The importance of chest X-ray in suspected PTE should not be underestimated, particularly in resource-limited settings where CTPA may not be readily available. Early recognition of these radiographic signs, along with clinical and laboratory findings, can lead to timely initiation of life-saving therapies such as thrombolysis and anticoagulation.
Conclusion
This case underscores the diagnostic value of chest X-ray in acute pulmonary thromboembolism, highlighting the significance of recognizing classical radiographic signs such as Westermark's, Palla's, Fleischner's and Chang's signs.

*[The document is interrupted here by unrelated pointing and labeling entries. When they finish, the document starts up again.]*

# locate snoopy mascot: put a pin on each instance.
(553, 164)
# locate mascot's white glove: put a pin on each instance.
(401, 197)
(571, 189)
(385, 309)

While CTPA remains the definitive diagnostic tool, the role of CXR in the initial evaluation of suspected PTE, especially in emergency settings, should be acknowledged. Early detection through CXR can facilitate prompt management, improving patient outcomes.
Contributors
SD, CM, and KL reported the case and wrote the manuscript. KL, PP, and MJ reviewed and edited the manuscript. KL, MJ, and PR managed the case. All authors approved the final version of the manuscript.
Disclosure of interest
None of the authors has any conflicts of interest or financial interest to disclose. The authors report there are no competing interests to declare.
Funding
No financial support is received for the research, authorship, and/or publication of this article.
Patient consent
Obtained.
Acknowledgements
Nil.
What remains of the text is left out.